In allen Branchen werden weltweit Unternehmen zum Opfer von Cyberangriffen – auch im Einzelhandel. Sophos zufolge setzte vor allem Ransomware diese Branche unter enormen Druck. Laut dem „State of Ransomware in Retail“-Report ist die Anzahl der Einzelhandels­unternehmen, die Lösegeld zur Datenwiederherstellung zahlen, gestiegen. Dafür hat der MDR-Spezialist (Managed Detection and Response) 3.400 IT- und Cybersicherheitsverantwortliche unter anderem aus Amerika, der EMEA-Region und Asien-Pazifik befragt.

So viel kostet Ransomware den Einzelhandel

Zum dritten Mal infolge nannten die Befragten ausgenutzte Schwachstellen als die häufigste technische Ursache für Ransomware-Angriffe.
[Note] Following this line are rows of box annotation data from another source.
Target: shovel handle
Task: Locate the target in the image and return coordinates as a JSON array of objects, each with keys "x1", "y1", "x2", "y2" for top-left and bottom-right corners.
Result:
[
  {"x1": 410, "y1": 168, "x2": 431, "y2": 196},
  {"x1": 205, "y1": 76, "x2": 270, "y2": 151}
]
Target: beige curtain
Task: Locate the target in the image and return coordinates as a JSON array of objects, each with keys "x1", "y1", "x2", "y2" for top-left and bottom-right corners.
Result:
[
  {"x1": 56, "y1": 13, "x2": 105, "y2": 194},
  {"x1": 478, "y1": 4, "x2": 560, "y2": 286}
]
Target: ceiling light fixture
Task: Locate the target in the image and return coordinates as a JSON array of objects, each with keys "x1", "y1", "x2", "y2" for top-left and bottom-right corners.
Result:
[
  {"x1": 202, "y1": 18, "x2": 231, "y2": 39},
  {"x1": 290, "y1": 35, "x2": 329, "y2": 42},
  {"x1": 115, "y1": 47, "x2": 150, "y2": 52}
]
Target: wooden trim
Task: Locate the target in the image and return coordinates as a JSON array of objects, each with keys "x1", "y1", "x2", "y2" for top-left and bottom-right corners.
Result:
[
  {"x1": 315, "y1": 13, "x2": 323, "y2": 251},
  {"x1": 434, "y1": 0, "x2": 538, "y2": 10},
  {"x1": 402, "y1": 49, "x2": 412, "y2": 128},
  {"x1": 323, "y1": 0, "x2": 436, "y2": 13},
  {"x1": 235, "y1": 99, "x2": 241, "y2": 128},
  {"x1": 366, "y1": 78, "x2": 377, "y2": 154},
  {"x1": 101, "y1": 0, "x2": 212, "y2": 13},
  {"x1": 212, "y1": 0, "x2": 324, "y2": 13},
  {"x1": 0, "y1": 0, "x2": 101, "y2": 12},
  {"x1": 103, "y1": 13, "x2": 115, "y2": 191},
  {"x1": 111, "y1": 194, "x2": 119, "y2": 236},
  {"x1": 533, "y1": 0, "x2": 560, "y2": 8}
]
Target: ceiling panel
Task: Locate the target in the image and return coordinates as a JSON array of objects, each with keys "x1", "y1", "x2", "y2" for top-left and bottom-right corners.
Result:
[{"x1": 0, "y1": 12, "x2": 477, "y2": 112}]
In 46 Prozent der Fälle waren diese der Ein­stiegs­punkt für die Angreifer. In 48 Prozent der Fälle haben die Cyberkriminellen tatsächlich Daten verschlüsseln können. Im Jahr 2023 waren es noch 71 Prozent. Erfreulicherweise er­reich­te die Zahl der vereitelten Verschlüsselungsversuche ein Rekordhoch, was Sophos auf verbesserte Abwehrmechanismen der Unternehmen zurückführt.

Doch die Cyberangreifer passen sich den Studienautoren zufolge an. So habe sich der Anteil reiner Erpressungsangriffe, bei denen keine Daten verschlüsselt, aber dennoch Lösegeld für die Nichtveröffentlichung sensibler Daten gefordert wurde, sich innerhalb von zwei Jahren ver­drei­facht. 2023 waren davon nur zwei Prozent der Befragten betroffen. 2025 waren es bereits sechs Prozent.

Außerdem verzeichnet die Studie einen rasanten Anstieg der Lösegeldforderungen. 2025 lag die durchschnittliche Lösegeldforderung bei 1,71 Millionen Euro, was doppelt so hoch ist wie im Jahr 2024. Die durchschnittliche Summe, die die betroffenen Unternehmen dann tatsächlich be­zahl­ten, erhöhte sich von 2024 mit 813.563 Euro um fünf Prozent auf 856.382 Euro im Jahr 2025. Parallel sanken die Kosten für die Wiederherstellung nach einem Ransomware-Angriff. Im Schnitt waren es 1,41 Millionen Euro – hierin sind keine Lösegeldzahlungen enthalten. Dies ist Sophos zufolge der niedrigste Wert seit drei Jahren.

Mehr als finanzielle Folgen

Die Studie zeigt zudem, dass die Folgen von Ransomware mehr als finanzieller Natur sind. 47 Prozent der Befragten berichtete von starkem Druck seitens des Managements, nachdem Daten verschlüsselt wurden. Die Cybersicherheitsverantwortlichen gaben zudem an, unter erhöhter Angst oder Stress vor künftigen Angriffen zu leiden. 43 Prozent erging es so. Auch krankheits­bedingte Abwesenheit aufgrund von Stress oder psychischen Belastungen wurden von 37 Prozent sowie Schuldgefühle, den Angriff nicht verhindert zu haben von 34 Prozent genannt.